Heat disipation, rectangular enclosure - natural convection

[Anthonycrf450r]

Hi All,
I have been working on how to calculate the maximum heat load allowed within a small rectangular alloy enclosure subject to natural convection only. I have calculated the heat transfer coefficient's for each of the internal and external surfaces (these are just plain flat surfaces at this point in time).

Can someone clarify how to combine each of the internal and external surfaces into an average transfer coefficient for each (internal / external)????? My two thoughts are;
1. Obtain the average h by multiplying each coefficient by the percentage of surface area the correspond to and then sum all values to obtain the total.
2. or can the sides / top / bottom of the enclosure be turned into a parallel resistance network and then the total R obtained.

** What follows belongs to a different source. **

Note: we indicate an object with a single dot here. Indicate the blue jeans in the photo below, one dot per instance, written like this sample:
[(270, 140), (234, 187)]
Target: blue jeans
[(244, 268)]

Essentially what i am trying to do is turn an enclosure with 6 internal heat transfer surfaces, and 6 external heat transfer surfaces into a standard heat transfer calculation through a wall (1 internal surface, 1 external surface) based on the max allowable internal and external air temperatures.

Thanks

 

[boyze]

depending on the dims of the box and heat sources the internal flow patterns may not behave like free air flat surfaces. If open ended and wide and deep enough then, probably. But if narrow, then flows will combine. If capped off then internal recirculating flows are possible. There's also the possible complexity of constant heat flux vs constant T influence on the hc's. Then there's the heat source location issue and so on.

Tell us more.

Have Fun!

James A. Pike

http://www.xl4sim.com

http://www.erieztechnologies.com

 

[Compositepro]

For example, there will be relatively little heat transfer out of the box at points that are below the level of the heat source in the box, unless there is a fan.

 

[Anthonycrf450r]

Yeah I understand the true affects of what happens in the box is extremely complicated. It is a completely sealed enclosure and the size relative to the internal components is such that you could assume that heat flux is distributed evenly inside the enclosure.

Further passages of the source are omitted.